De mon coté, j'ai la chance de pouvoir aller travailler à pieds. J'essaie comme ma collègue d'avoir des achats raisonnés en favorisant tout ce qui est local et en soutenant des marques éthiques.

 
Muriel Mahaux et François-Xavier Berthier

 

A l’heure où nous écrivons ces lignes, le monde connaît une de ses plus grandes crises sanitaires contemporaines. Cependant, des chercheurs et experts voient cette crise comme l’opportunité de se montrer solidaire et de la transformer en un élan planétaire en faveur du développement durable. Avez-vous observé une action positive ou un phénomène positif qui vous rend optimiste sur le monde après Covid-19 ?

Muriel Mahaux et François-Xavier Berthier : Le phénomène le plus évident et le plus en phase avec le développement durable qu’a généré la crise du Covid est l’intérêt pour les circuits courts de consommation qui respectent la saisonnalité et restreignent l’empreinte carbone du fait de la moindre pollution atmosphérique liée aux engins à moteurs à énergie fossile.

Hélène Moreau et Marie Le Normand : Peut-être que le confinement a permis à une partie de la population de prendre conscience de ce qui était véritablement nécessaire dans leur vie : les proches, l'attention aux autres, la nature ; cela peut-il constituer l'ébauche d'un monde moins tourné vers le matériel, l'abondance et la satisfaction individualiste, nous aimerions y croire…
Plus globalement, on peut peut-être espérer que cette crise ait permis à bon nombre de pays d'Europe de prendre conscience que l'Union Européenne peut constituer une force d'action efficace à partir du moment où on se dote non seulement d'une volonté commune pour avancer collectivement mais aussi des outils d'action nécessaires : penser collectif et non de façon autocentrée.
Si le plan de relance proposée par la Commission européenne est adopté, cela pourra peut-être constituer un énorme pas en avant dans la capacité d'action de l'UE, et notamment en matière d'écologie.

 

Et enfin, un conseil à donner aux enseignants qui souhaitent se lancer dans l’aventure Walk the Global Walk ?

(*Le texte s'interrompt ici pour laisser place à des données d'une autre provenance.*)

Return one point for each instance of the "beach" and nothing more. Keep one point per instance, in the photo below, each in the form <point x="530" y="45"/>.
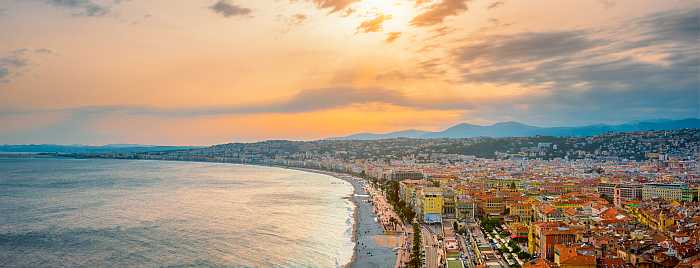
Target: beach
<point x="373" y="248"/>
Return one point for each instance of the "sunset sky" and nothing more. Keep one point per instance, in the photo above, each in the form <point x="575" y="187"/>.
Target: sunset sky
<point x="199" y="72"/>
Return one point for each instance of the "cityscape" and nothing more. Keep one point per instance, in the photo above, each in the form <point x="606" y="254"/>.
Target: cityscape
<point x="350" y="133"/>
<point x="625" y="199"/>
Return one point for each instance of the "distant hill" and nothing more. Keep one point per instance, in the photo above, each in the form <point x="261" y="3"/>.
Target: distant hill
<point x="515" y="129"/>
<point x="114" y="148"/>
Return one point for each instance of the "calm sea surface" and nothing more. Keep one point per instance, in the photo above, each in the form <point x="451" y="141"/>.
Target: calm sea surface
<point x="115" y="213"/>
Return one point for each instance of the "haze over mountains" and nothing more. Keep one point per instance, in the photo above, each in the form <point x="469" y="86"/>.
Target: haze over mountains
<point x="515" y="129"/>
<point x="77" y="148"/>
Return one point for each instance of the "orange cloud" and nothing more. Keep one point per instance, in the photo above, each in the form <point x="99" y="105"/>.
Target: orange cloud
<point x="393" y="36"/>
<point x="437" y="13"/>
<point x="373" y="25"/>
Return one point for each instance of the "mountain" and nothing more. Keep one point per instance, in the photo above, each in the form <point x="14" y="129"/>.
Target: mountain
<point x="515" y="129"/>
<point x="392" y="135"/>
<point x="112" y="148"/>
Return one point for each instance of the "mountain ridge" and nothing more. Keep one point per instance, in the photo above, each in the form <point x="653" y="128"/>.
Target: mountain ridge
<point x="517" y="129"/>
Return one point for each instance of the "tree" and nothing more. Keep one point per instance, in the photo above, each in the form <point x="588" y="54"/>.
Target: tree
<point x="416" y="260"/>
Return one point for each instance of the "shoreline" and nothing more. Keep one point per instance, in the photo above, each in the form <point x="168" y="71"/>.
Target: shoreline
<point x="366" y="252"/>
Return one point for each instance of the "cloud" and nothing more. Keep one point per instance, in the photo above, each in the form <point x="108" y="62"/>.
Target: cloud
<point x="83" y="7"/>
<point x="645" y="67"/>
<point x="496" y="4"/>
<point x="392" y="36"/>
<point x="332" y="5"/>
<point x="298" y="19"/>
<point x="17" y="61"/>
<point x="228" y="9"/>
<point x="373" y="25"/>
<point x="607" y="4"/>
<point x="12" y="64"/>
<point x="309" y="100"/>
<point x="437" y="13"/>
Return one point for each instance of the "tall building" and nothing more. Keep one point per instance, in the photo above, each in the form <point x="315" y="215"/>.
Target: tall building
<point x="627" y="192"/>
<point x="465" y="208"/>
<point x="430" y="204"/>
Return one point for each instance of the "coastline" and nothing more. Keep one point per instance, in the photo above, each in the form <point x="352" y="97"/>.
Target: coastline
<point x="367" y="252"/>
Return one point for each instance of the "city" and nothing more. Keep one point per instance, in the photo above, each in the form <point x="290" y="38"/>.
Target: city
<point x="611" y="200"/>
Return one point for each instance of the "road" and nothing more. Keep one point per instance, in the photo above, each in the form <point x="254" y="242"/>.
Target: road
<point x="431" y="248"/>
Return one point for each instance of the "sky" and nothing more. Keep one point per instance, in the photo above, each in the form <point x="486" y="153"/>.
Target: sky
<point x="202" y="72"/>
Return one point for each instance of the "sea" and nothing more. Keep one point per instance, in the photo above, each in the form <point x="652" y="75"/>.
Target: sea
<point x="122" y="213"/>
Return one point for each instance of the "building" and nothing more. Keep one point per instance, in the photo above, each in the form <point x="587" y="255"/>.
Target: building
<point x="543" y="236"/>
<point x="627" y="192"/>
<point x="621" y="192"/>
<point x="465" y="208"/>
<point x="399" y="175"/>
<point x="667" y="191"/>
<point x="430" y="204"/>
<point x="570" y="256"/>
<point x="520" y="211"/>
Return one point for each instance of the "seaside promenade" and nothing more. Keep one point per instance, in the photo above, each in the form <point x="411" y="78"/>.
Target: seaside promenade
<point x="392" y="224"/>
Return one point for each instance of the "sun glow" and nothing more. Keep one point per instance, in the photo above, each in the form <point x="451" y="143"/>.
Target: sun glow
<point x="401" y="12"/>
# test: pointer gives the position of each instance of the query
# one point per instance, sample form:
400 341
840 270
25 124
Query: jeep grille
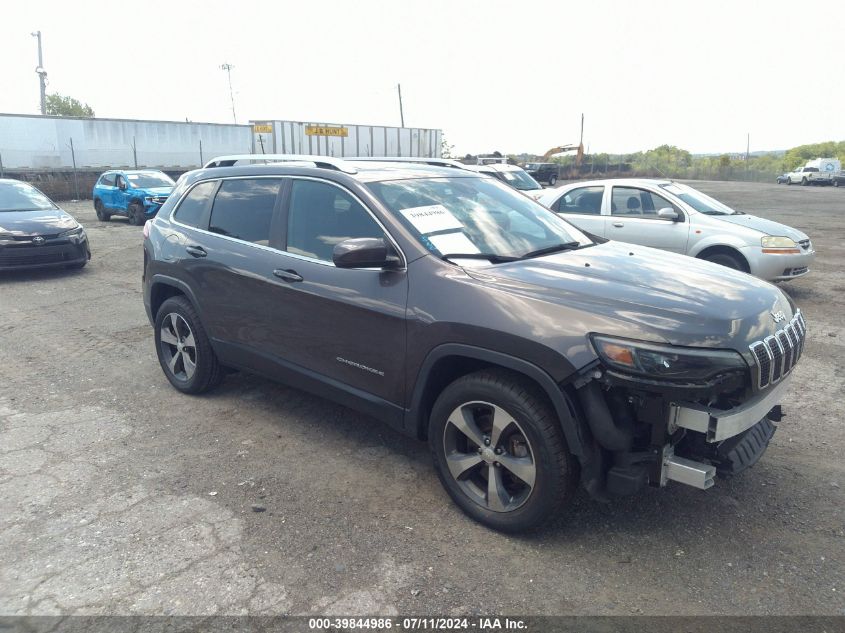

Muriel Mahaux et François-Xavier Berthier : Nous pensons qu’il est souhaitable de définir en amont un projet sur le développement durable avec le groupe classe afin d’articuler celui-ci avec le programme Walk the Global Walk. Soulignons également la qualité des interventions des sympathiques intervenant.e.s dont la pédagogie est plébiscitée par nos élèves !

Hélène Moreau et Marie Le Normand : « N'ayez pas peur ! » Certes ce projet demande du temps et de l'investissement, mais c'est un formidable moteur pour la classe,  un révélateur de talents pour nos élèves, et un moyen concret et stimulant de développer leur conscience environnementale.